Panera Bread in the US were considering the subscription model well before lockdown, and in a post-pandemic age it made perfect sense for them to offer a food subscription that some have likened to “Netflix for food” or “snack streaming”.
Here in South Africa, Kauai has been the first to move in this direction offering both a smoothie and a coffee subscription package via their digital app.
For a fixed sum, you can redeem one 350ml smoothie per day, for a set period of 15 or 30 days. The coffee subscription allows you to redeem one free hot drink every two hours, which is about the maximum anyone should be drinking to be honest.
There are some barriers, which mean that the subscription model is not the panacea for all restaurants. Kauai has spent a lot of money building up a robust app environment that can reliably take payments. Quick service restaurants lie in the sweet spot of convenience food, while offering a more upmarket food menu.

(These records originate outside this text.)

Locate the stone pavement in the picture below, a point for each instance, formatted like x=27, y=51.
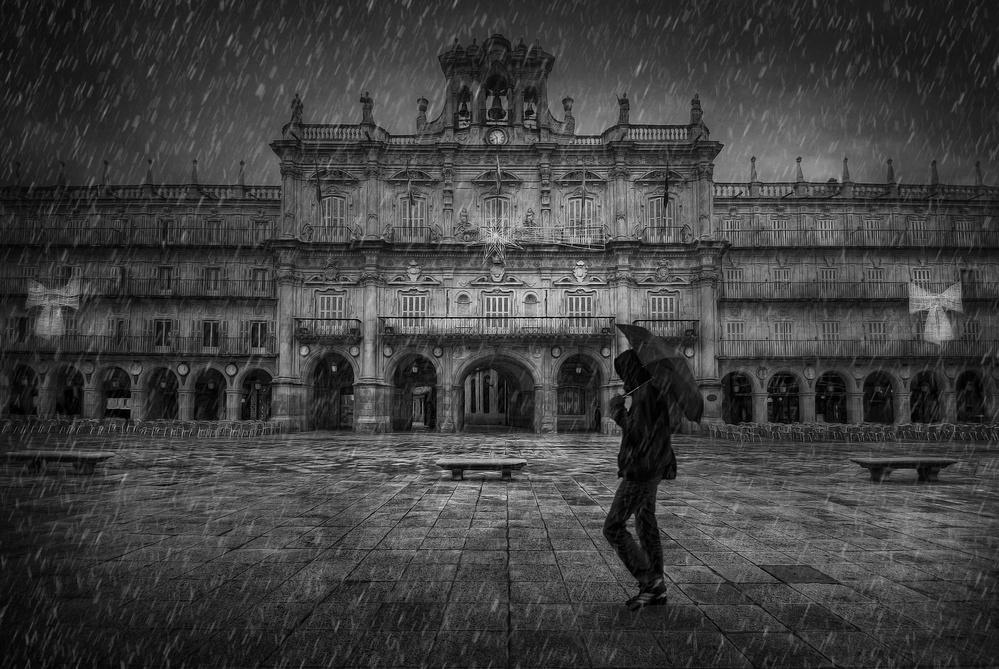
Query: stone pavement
x=337, y=549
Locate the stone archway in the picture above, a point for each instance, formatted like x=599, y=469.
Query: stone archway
x=577, y=400
x=830, y=398
x=970, y=398
x=255, y=401
x=783, y=399
x=924, y=399
x=414, y=394
x=332, y=405
x=879, y=399
x=162, y=401
x=496, y=394
x=737, y=398
x=209, y=396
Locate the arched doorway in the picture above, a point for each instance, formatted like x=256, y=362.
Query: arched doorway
x=23, y=392
x=783, y=400
x=496, y=395
x=116, y=391
x=332, y=394
x=69, y=392
x=970, y=398
x=209, y=396
x=737, y=399
x=879, y=399
x=578, y=396
x=256, y=399
x=924, y=399
x=414, y=394
x=161, y=403
x=830, y=398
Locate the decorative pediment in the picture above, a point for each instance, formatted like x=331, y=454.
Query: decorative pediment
x=489, y=178
x=576, y=176
x=327, y=174
x=412, y=176
x=659, y=176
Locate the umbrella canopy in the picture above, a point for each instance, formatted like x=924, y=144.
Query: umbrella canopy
x=669, y=369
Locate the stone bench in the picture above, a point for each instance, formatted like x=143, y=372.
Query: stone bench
x=926, y=468
x=459, y=465
x=83, y=461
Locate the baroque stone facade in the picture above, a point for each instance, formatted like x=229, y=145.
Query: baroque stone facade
x=470, y=275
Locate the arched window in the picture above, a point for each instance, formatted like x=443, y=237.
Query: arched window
x=497, y=213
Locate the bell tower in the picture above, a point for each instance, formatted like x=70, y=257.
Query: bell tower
x=497, y=86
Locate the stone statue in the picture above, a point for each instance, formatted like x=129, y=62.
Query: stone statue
x=367, y=104
x=622, y=118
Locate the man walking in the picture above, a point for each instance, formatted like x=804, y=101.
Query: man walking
x=645, y=458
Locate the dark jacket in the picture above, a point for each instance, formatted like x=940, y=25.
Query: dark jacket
x=645, y=451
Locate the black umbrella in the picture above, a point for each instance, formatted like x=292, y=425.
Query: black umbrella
x=669, y=369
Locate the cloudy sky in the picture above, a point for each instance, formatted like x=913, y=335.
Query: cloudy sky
x=95, y=80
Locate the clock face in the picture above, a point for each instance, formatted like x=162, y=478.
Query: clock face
x=496, y=137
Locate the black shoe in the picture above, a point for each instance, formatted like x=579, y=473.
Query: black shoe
x=653, y=594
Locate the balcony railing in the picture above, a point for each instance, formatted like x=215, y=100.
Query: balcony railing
x=66, y=233
x=685, y=331
x=327, y=330
x=860, y=237
x=142, y=344
x=498, y=327
x=222, y=288
x=855, y=348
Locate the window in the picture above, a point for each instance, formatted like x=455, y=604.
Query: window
x=329, y=306
x=876, y=330
x=782, y=330
x=735, y=330
x=333, y=211
x=258, y=334
x=579, y=309
x=580, y=214
x=497, y=213
x=827, y=277
x=826, y=228
x=971, y=331
x=660, y=216
x=162, y=333
x=164, y=278
x=662, y=307
x=496, y=309
x=213, y=279
x=258, y=280
x=414, y=310
x=211, y=334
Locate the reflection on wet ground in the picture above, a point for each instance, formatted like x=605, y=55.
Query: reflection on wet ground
x=337, y=549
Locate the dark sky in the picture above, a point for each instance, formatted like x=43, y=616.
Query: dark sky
x=173, y=81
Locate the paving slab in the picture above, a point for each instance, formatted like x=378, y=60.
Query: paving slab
x=339, y=549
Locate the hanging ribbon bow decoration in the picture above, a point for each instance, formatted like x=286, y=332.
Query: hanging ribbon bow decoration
x=938, y=327
x=52, y=302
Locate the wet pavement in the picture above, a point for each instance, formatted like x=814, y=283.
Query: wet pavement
x=337, y=549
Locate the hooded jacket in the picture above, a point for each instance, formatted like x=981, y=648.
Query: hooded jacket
x=645, y=451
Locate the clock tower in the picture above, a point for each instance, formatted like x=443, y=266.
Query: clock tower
x=497, y=95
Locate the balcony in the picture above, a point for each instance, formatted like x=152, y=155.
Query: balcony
x=59, y=232
x=682, y=331
x=855, y=348
x=221, y=288
x=868, y=237
x=328, y=330
x=521, y=328
x=142, y=345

Food or drink subscriptions do offer the potential of great value for the consumer and we think that is where this could perhaps work in South Africa, with a population of diners who are not afraid to spend good money on a meal as long as there is a strong value proposition.
For the time being, though, the majority of South African restaurants, bars and cafés are too small and too local to consider such high-tech solutions. For now, most will rely on standard discount offerings that are, at the very least, guaranteed to get feet through the door.